Cuando el Gordo vistió de rojiblanco

Tino 'El Roxu' y Marino Fernández reviven el día que la diosa Fortuna les sonrió

PABLO A. MARÍN ESTRADA GIJÓN.

El sábado hará treinta años que Gijón se vio favorecida por el Gordo de la Lotería de Navidad con 10.000 millones de pesetas (unos 60 millones de euros) y con esa noticia abría al día siguiente EL COMERCIO, mostrando la imagen de los dos responsables de haber repartido 7.000 millones: el hostelero Florentino Mañana García, Tino 'El Roxu', y el presidente de la peña sportinguista Jiménez, Marino Fernández Baragaño. En la fotografía de nuestro compañero Joaquín Pañeda se abrazan sin ocultar su emoción. Tres décadas después, los protagonistas de aquella portada se han vuelto a encontrar (como hacen cada tarde en su partida del Café Viesques) para repetir la escena ante la cámara del mismo fotógrafo que los retrató.

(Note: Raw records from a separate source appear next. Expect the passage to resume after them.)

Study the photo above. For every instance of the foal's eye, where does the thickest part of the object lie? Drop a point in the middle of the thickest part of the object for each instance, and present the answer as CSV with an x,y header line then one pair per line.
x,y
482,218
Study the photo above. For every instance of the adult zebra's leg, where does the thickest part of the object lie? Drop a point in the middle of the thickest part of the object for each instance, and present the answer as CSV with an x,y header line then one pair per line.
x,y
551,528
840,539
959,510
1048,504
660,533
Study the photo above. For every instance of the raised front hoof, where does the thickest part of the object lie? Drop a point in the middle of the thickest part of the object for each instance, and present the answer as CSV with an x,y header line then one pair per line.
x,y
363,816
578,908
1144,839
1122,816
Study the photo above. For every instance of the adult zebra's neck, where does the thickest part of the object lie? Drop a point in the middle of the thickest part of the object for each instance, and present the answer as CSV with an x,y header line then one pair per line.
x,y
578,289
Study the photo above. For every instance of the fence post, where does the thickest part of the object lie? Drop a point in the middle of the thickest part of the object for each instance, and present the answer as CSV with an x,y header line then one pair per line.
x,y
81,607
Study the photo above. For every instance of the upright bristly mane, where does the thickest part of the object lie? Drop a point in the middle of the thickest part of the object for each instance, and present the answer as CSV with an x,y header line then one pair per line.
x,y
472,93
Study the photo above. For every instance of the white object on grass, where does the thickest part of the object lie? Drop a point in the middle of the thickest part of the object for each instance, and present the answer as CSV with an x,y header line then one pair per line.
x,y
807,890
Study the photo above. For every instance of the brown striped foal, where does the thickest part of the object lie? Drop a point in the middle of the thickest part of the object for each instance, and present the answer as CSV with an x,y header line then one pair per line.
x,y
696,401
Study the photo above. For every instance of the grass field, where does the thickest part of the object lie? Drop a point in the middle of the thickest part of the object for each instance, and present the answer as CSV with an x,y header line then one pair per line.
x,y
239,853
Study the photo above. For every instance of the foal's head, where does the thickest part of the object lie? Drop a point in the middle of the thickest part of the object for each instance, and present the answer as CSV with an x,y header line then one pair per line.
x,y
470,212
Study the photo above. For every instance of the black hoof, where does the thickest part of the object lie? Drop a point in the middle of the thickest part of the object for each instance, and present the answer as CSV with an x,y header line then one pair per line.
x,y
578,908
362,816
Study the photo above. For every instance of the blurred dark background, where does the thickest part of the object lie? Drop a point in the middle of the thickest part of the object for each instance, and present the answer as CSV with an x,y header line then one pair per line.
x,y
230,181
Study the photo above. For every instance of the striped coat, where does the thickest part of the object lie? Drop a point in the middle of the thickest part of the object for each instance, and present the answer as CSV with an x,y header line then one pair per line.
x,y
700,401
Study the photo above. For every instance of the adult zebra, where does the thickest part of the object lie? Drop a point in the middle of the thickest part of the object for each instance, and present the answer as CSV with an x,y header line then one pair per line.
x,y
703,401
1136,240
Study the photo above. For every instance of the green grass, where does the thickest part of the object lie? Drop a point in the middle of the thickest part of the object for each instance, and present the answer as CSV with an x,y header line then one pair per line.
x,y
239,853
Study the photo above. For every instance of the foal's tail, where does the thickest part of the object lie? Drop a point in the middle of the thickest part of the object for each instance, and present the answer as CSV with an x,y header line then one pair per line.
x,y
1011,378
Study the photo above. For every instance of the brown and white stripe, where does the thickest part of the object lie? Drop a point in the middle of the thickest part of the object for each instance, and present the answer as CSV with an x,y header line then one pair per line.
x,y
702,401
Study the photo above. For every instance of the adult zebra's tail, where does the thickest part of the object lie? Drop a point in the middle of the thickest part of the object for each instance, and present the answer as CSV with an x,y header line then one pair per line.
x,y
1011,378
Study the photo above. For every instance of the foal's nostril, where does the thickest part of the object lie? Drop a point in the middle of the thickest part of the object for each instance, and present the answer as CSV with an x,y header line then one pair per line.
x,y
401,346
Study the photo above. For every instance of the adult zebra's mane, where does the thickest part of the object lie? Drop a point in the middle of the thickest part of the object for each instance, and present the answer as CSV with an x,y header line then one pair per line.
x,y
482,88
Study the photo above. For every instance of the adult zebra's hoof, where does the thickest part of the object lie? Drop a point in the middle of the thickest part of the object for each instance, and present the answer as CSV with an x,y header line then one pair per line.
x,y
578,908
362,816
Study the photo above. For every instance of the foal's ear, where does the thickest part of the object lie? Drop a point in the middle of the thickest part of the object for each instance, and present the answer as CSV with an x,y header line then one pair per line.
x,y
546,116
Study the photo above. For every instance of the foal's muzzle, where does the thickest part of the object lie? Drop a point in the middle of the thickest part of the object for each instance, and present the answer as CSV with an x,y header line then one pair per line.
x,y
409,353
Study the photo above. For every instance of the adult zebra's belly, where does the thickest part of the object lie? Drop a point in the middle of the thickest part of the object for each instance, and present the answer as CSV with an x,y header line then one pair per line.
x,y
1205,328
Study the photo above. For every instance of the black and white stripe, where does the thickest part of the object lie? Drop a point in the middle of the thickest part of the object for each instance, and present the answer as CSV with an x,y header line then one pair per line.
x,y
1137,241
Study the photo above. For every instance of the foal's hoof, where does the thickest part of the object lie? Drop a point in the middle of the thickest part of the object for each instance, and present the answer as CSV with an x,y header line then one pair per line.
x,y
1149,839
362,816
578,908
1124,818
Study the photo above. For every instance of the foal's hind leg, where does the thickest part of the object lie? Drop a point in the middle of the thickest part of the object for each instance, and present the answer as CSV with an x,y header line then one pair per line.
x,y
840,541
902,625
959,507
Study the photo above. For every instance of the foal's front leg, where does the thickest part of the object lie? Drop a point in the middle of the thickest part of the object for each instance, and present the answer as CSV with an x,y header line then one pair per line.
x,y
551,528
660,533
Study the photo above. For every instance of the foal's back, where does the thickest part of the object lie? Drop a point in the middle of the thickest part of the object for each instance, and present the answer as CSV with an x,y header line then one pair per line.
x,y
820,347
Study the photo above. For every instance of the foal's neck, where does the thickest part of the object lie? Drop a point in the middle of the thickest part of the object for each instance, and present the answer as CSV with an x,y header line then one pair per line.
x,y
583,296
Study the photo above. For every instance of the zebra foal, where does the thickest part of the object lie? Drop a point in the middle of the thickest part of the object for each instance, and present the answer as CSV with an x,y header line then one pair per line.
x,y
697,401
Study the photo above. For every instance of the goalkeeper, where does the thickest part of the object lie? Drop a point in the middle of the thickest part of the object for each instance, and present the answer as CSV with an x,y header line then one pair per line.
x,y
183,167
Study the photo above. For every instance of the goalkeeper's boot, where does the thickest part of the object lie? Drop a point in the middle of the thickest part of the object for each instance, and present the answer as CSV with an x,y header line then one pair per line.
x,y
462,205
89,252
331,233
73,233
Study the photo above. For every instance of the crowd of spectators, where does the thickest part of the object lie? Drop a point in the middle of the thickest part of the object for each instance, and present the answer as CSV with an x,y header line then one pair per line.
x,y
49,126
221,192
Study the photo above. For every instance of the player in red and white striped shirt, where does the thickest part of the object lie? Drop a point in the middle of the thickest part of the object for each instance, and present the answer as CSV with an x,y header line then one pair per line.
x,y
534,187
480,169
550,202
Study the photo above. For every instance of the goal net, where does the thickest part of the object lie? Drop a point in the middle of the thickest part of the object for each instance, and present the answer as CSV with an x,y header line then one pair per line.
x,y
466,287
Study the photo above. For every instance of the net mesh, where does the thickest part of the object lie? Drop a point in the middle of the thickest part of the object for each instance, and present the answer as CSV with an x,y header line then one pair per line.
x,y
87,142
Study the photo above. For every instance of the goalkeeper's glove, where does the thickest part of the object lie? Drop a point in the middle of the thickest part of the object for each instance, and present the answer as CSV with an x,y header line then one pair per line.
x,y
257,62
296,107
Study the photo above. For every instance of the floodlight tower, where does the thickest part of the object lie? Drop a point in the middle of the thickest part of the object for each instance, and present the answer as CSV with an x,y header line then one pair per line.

Aquel 22 de diciembre de 1988 la suerte llegó a las vidas de Tino y Marino teñida de color rojiblanco. El primero recuerda que fue José Manuel Piñera, padre del actual entrenador del Sporting B, Isma Piñera, quien le comunicó que el número 21.583, distribuido por la peña Jiménez, acababa de ser premiado con el Gordo. «No reaccioné hasta que lo vi en la tele», rememora el popular hostelero, hoy jubilado. A los pocos minutos «llegó Marino llorando. Nos abrazamos y él venga a llorar. Tuve que decirle: 'Tranquilízate, ho. Hay que celebrarlo, pero no llores así que te va dar algo'». Su amigo asiente y relata el momento en que supo la noticia. «Trabajaba de telefonista en Ensidesa y tenía la radio puesta. Ya el día antes notaba algo raro en mí. Llegó la jefa y me mandó apagar el aparato. Le dije que no, porque el mi número iba a salir. Y así fue. Cogí un taxi y fui derechu pa la sidrería», detalla ahora.

Al que sigue siendo presidente de la peña Jiménez le correspondieron 30 millones (unos 180.000 euros) y al hostelero, menos. «Repartí mucho, pero solo llevaba un décimo», apunta. El resto se quedó en la ciudad o viajó a lugares como Logroño y Bilbao gracias al intercambio de lotería con otras peñas. Nuestro redactor calificaba de «solidario» en su crónica el premio, llegado a un Gijón en plena crisis industrial, pues «fue a parar a familias de escasos recursos». Lo vendió la administración número 17, regentada por Carolina Granada, viuda del escultor Navascués. Ayer Tino y Marino revivían su día con el deseo de que este sábado la suerte «se acuerde de Gijon y Asturias, porque se necesita» y que la deportiva le llegue ya a su Sporting, «que falta nos fai».